As sociedades do tipo limitadas, exceto as consideradas de grande porte, estão obrigadas à elaboração das demonstrações contábeis cuja aprovação deve se dar no exercício seguinte, até 31 de março, nos termos Código Civil de 2002. Estas demonstrações contábeis são conhecidas como Trípode Contábil.
Em ato contínuo à convocação para está aprovação, nos termos do § 1° do art. 1.078 do CC/2002, a norma impõe que devem ser postas à disposição dos sócios não administradores as peças contábeis, tomando o gestor a devida precaução de fazê-lo através de protocolo, que é o documento probante do respectivo recebimento. Este prazo é de 30 dias antes da aprovação, por determinação do § 1°, art. 1.078 da Lei 10.406/02, portanto, prazo que finda em 31 de março do ano seguinte, para se dar publicidade. O prazo final para a aprovação é 30 de abril.
E com este referente, tratamos dos cuidados que o contador deve ter em relação à elaboração destas demonstrações contábeis, em especial o seu conteúdo de avaliação e composição patrimonial. Diante de duas possibilidades, a Resolução CFC 1.159/09 e o Código Civil, o que seguir? Eis a causa de um possível envolvimento em responsabilidade.

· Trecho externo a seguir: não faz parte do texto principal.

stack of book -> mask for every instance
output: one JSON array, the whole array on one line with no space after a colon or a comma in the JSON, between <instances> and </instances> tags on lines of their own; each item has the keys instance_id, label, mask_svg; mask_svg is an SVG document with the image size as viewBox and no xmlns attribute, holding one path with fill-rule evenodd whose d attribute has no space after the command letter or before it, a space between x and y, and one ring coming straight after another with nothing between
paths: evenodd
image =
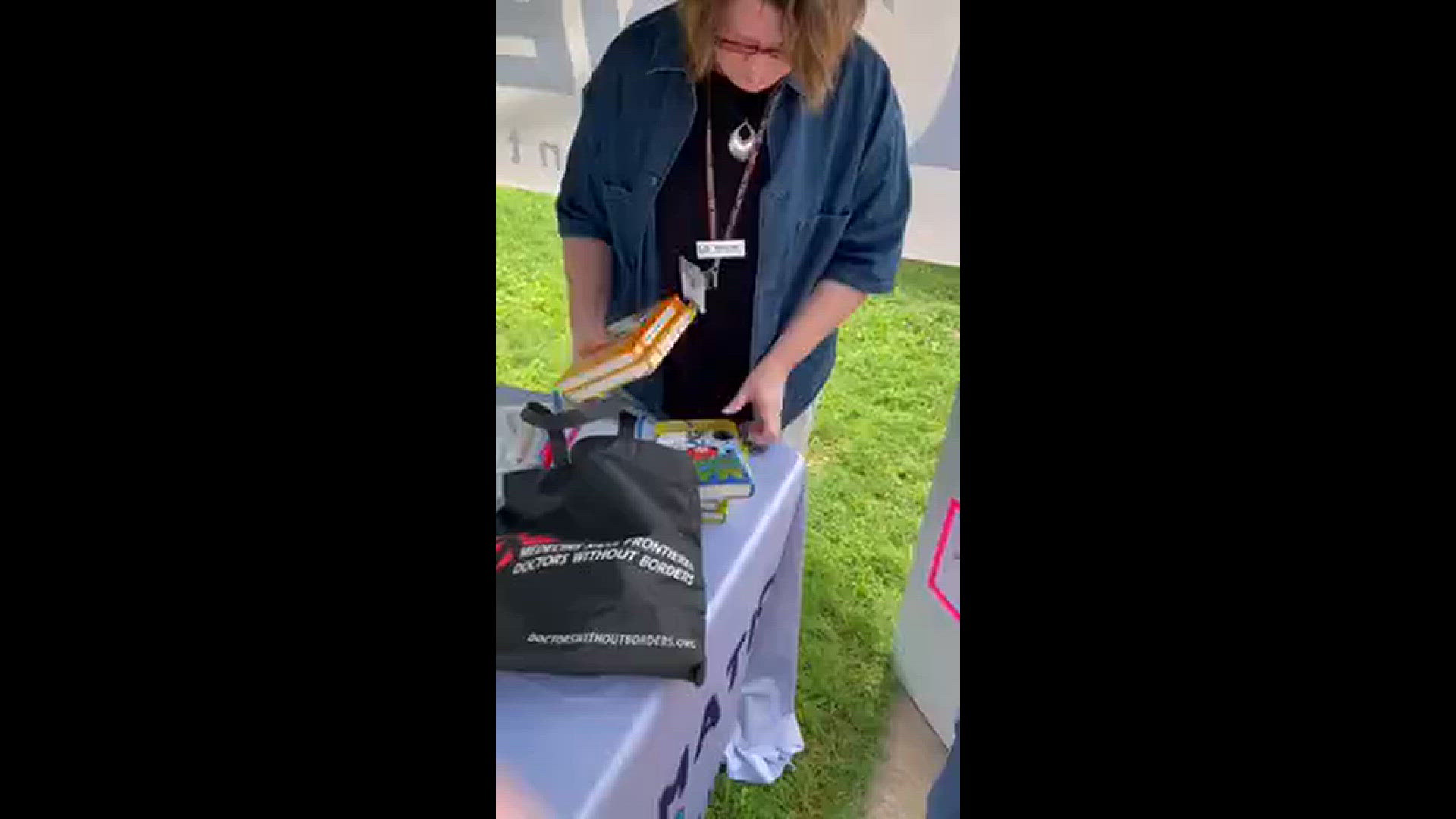
<instances>
[{"instance_id":1,"label":"stack of book","mask_svg":"<svg viewBox=\"0 0 1456 819\"><path fill-rule=\"evenodd\" d=\"M727 522L729 501L753 497L748 453L732 421L662 421L657 426L657 443L680 449L693 459L703 523Z\"/></svg>"},{"instance_id":2,"label":"stack of book","mask_svg":"<svg viewBox=\"0 0 1456 819\"><path fill-rule=\"evenodd\" d=\"M697 312L676 294L607 328L612 341L585 361L572 364L556 382L569 401L601 396L657 370Z\"/></svg>"}]
</instances>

Neste caso, o Código Civil e os seus princípios devem sobrepor-se à legislação infralegal, Resolução CFC 1.159/09, para se evitar um dano maior à estabilidade jurídica, de todo o sistema legal de prestações de contas dos administradores de pessoas jurídicas, constituídas no gênero de sociedade empresarial e dos tipos societários que não estão enquadrados como sociedades anônimas e nem como sendo de grande porte. O inverso cria uma insegurança jurídica muito grande às prestações de contas e aos critérios de avaliações de contas, em especial as de ativos, passivos e resultados, além de responsabilidades por danos. Portanto, a legislação infralegal deve ser afastada para que sejam aplicados os princípios maiores do ponto de vista da hierarquia das leis, devendo o Código Civil se sobrepor à Resolução CFC 1.159/09.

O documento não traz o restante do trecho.